Scarlett ist ein ziemlicher Freigeist. Sie hat in ihrem Leben schon unheimlich viele Jobs ausprobiert, bleibt nie lange an einem Ort und lebt sehr im Augenblick. Ich fand sie sehr sympathisch, auch wenn sie manchmal etwas impulsiv und ein bisschen naiv war. Ich habe gerne von ihr gelesen, konnte allerdings nicht immer all ihre Handlungen nachvollziehen, da sie manchmal etwas impulsiv und unüberlegt wirkten, was sie gleichzeitig aber auch sehr authentisch machte.

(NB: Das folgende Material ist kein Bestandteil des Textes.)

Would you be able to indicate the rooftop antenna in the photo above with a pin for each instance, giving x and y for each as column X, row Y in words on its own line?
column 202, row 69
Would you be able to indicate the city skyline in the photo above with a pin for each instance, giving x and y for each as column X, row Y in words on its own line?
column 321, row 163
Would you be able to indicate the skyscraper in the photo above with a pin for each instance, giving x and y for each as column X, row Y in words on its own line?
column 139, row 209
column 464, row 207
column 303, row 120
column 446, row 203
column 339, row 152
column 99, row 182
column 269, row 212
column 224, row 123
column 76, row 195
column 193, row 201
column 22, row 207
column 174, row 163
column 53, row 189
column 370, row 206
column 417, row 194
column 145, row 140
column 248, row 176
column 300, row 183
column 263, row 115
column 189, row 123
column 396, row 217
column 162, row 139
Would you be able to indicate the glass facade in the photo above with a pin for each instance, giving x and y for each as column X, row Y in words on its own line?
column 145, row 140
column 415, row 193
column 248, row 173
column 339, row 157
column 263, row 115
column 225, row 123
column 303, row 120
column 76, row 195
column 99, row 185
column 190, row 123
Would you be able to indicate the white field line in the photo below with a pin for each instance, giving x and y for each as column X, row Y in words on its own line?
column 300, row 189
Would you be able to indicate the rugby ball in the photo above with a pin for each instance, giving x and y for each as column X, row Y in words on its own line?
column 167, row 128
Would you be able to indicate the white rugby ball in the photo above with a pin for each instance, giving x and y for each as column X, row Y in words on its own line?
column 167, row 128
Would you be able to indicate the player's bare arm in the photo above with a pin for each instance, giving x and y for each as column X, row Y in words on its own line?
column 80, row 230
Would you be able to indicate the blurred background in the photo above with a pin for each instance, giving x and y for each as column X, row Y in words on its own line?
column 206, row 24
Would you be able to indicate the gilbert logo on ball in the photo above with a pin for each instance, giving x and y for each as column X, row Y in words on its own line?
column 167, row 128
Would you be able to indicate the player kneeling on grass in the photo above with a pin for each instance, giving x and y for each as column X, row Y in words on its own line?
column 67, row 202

Jonah ist super entspannt, ebenfalls ein freiheitsliebender Mensch, und sein Charakter gefiel mir sehr. Ich mochte seine bodenständige Art und wie reflektiert er war.
Die Nebencharaktere waren hier tatsächlich ein kleines Highlight, da sie alle unglaublich liebenswert waren.

Die Umsetzung:

Das Cover des Buches schreit förmlich nach Sommer, und ich finde, dass die Geschichte dies perfekt widerspiegelt. Ich habe mich auf eine lockere und unterhaltsame Sommergeschichte gefreut und genau das bekommen. Der Schreibstil ist einfach gehalten, leicht verständlich und bringt die sommerliche Atmosphäre des kleinen Ortes perfekt rüber, sodass ich die Geschichte fast innerhalb eines Tages weggelesen habe.

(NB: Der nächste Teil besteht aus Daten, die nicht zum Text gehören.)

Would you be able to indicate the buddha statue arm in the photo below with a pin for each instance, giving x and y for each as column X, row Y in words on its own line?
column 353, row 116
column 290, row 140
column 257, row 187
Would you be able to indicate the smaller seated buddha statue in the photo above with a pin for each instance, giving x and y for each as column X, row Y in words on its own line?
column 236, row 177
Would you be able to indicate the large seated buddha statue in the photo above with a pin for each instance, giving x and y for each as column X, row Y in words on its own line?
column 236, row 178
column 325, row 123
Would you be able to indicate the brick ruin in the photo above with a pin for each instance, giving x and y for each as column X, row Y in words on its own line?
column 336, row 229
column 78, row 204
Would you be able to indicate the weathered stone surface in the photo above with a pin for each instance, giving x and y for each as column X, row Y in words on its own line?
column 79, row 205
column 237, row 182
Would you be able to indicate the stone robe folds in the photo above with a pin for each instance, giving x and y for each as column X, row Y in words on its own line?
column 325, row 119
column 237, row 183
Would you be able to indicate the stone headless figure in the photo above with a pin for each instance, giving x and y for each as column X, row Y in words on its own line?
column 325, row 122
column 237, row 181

Direkt zu Beginn wird man ins Geschehen geworfen und lernt eigentlich alle Hauptcharaktere kennen, was mir sehr gefiel, da ich mich von Anfang an abgeholt gefühlt habe. Die Geschichte war unheimlich unterhaltsam, der Gruppenzusammenhalt innerhalb des Dorfes gefiel mir sehr, da die Geschichte auch fast davon lebt. Die zwischenmenschlichen Beziehungen fand ich tatsächlich fast noch wichtiger als die Liebesgeschichte selbst.

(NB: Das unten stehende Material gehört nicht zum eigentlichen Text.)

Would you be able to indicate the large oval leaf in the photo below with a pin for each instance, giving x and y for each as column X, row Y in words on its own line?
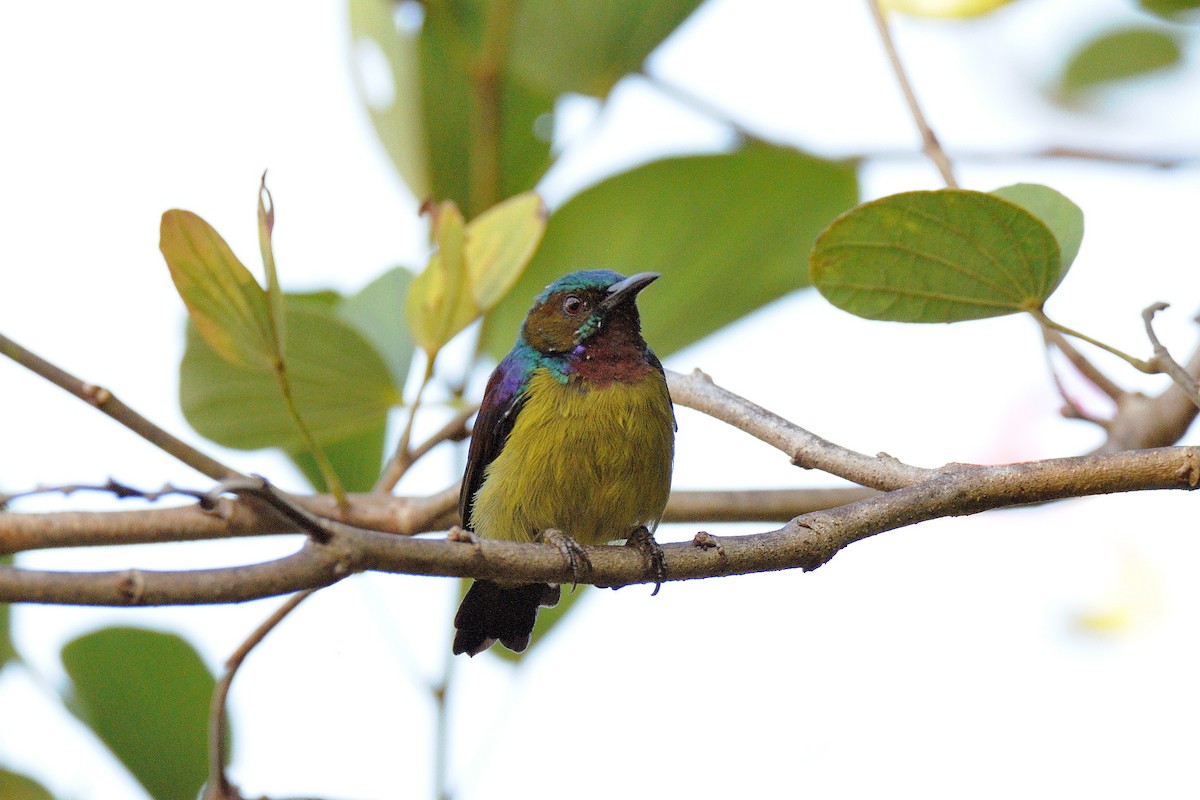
column 377, row 312
column 727, row 232
column 936, row 257
column 1063, row 217
column 341, row 386
column 147, row 696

Auch das Ende mochte ich, da es mal etwas anderes war, und ich freue mich schon unheimlich auf die weiteren drei Teile der Reihe. Die Geschichte hat mich übrigens auch ein bisschen an die Small‑Town‑Romances von Lilly Lucas erinnert.

Mein Fazit:

Wer eine süße Small‑Town‑Romance mit unheimlich sympathischen Charakteren, einem tollen Gemeinschaftsgefühl, etwas Drama und einer ordentlichen Portion Sommer sucht, ist hier genau richtig. Sommer, Sonne, Strand, aber ohne die dazugehörige Hitze. Ich fand das Buch super für zwischendurch und gebe ihm deshalb 4,5 von 5 Sterne.